Diflorasone | Solubility of Things

Identification

Molecular formula

C₂₂H₂₈F₂O₅

CAS number

2557-49-5

IUPAC name

(6S,9R,11S,16R,17R)-6,9-difluoro-11,17-dihydroxy-17-(2-hydroxyacetyl)-10,13,16-trimethyl-1,2,6,7,8,11,12,14,15,16-decahydrocyclopenta[a]phenanthren-3-one

State

At room temperature, diflorasone is a solid.

Melting point (Celsius)

240.00

Melting point (Kelvin)

513.15

Boiling point (Celsius)

0.00

Boiling point (Kelvin)

0.00

General information

Molecular weight

494.46g/mol

Molar mass

494.5290g/mol

Density

1.4600g/cm³

Appearence

Diflorasone is typically a white to off-white crystalline powder.

Comment on solubility

Solubility Characteristics

The solubility of (6S,9R,11S,16R,17R)-6,9-difluoro-11,17-dihydroxy-17-(2-hydroxyacetyl)-10,13,16-trimethyl-1,2,6,7,8,11,12,14,15,16-decahydrocyclopenta[a]phenanthren-3-one is influenced by its complex structure and the presence of various functional groups. Here are several key points to note regarding its solubility:

Polar Functional Groups: The presence of hydroxyl (-OH) and hydroxyacetyl groups suggests that the compound may exhibit increased solubility in polar solvents such as water or alcohols due to hydrogen bonding.
Hydrophobic Regions: Conversely, the presence of multiple methyl groups and the decahydrocyclic structure indicates large hydrophobic regions that could lead to lower solubility in non-polar solvents.
Temperature Dependence: As with many organic compounds, solubility may increase with temperature, particularly in non-polar solvents, which can provide additional energy to break intermolecular forces.
pH Sensitivity: Given the presence of hydroxyl groups, the solubility may also be pH-dependent, potentially forming ionic species that can enhance solubility under specific conditions.

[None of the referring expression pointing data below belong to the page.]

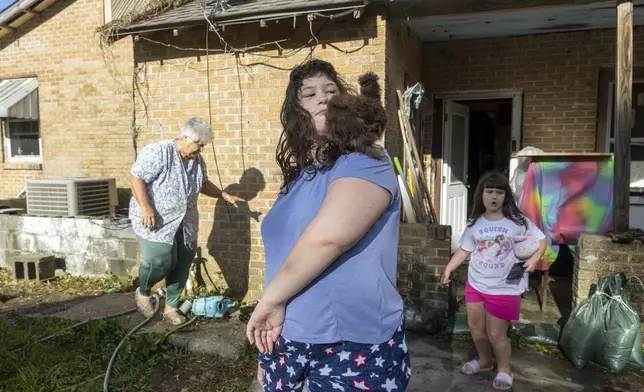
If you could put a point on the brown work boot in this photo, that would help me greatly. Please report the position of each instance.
(173, 316)
(144, 304)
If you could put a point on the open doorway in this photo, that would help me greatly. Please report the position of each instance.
(490, 140)
(479, 133)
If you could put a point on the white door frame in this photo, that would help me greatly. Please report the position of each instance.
(485, 95)
(446, 182)
(517, 108)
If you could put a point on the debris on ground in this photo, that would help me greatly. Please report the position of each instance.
(17, 294)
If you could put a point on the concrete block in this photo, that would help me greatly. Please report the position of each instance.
(95, 266)
(48, 243)
(34, 267)
(74, 245)
(25, 243)
(68, 227)
(104, 248)
(93, 228)
(37, 225)
(122, 231)
(120, 267)
(11, 222)
(75, 264)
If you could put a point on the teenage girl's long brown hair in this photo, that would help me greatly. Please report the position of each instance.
(496, 180)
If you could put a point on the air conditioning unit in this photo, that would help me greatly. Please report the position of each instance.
(72, 197)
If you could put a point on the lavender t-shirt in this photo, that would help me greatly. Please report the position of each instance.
(355, 299)
(491, 245)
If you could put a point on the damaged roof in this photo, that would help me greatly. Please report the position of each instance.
(225, 12)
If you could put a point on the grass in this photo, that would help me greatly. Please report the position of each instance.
(76, 361)
(66, 285)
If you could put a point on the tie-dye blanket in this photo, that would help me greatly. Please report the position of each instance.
(566, 197)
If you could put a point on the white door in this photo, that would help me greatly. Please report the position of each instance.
(456, 129)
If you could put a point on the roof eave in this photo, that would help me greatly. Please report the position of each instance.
(236, 20)
(19, 13)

In summary, while the multifaceted nature of this compound suggests varying solubility in different solvents, it is likely to be soluble in polar environments while exhibiting limitations in strictly non-polar media. Understanding its solubility profile is essential for practical applications in pharmaceutical formulations and research.

Interesting facts

Interesting Facts about (6S,9R,11S,16R,17R)-6,9-Difluoro-11,17-dihydroxy-17-(2-hydroxyacetyl)-10,13,16-trimethyl-1,2,6,7,8,11,12,14,15,16-decahydrocyclopenta[a]phenanthren-3-one

This complex compound belongs to a unique family of steroids and presents an intriguing structure that has garnered considerable interest among chemists and researchers. Here are some fascinating aspects to consider:

Fluorination Effects: The presence of fluorine atoms in the structure can significantly influence the compound's biological activity. Fluorine substituents often enhance the metabolic stability of pharmaceuticals, making them more effective as therapeutic agents.
Hydroxyl Groups: The two hydroxyl (–OH) groups in the compound contribute to its potential as a modulator of various biological pathways. Hydroxyl groups are known to increase solubility in biological systems, promoting more effective interaction with target proteins.
Complex Chiral Centers: With multiple stereocenters in its structure, this compound is not only a challenge to synthesize but also presents opportunities for studying stereochemistry in pharmaceutical development. Chiral compounds can exhibit different pharmacological effects, making this an area rich in exploration.
Potential Applications: Due to its structural characteristics, this compound could be investigated for various therapeutic applications, including as an anti-cancer or anti-inflammatory agent. Research into similar frameworks has yielded promising results.
Natural Product Inspirations: Many synthetic compounds draw inspiration from natural products that have similar frameworks. This compound could potentially mimic the action of naturally occurring steroids, presenting an exciting avenue for drug discovery.

In conclusion, the fascinating structural aspects of this compound combined with its potential biological implications make it a subject of great interest for both chemists and pharmacologists. As research progresses, it may unlock new pathways in therapeutic applications.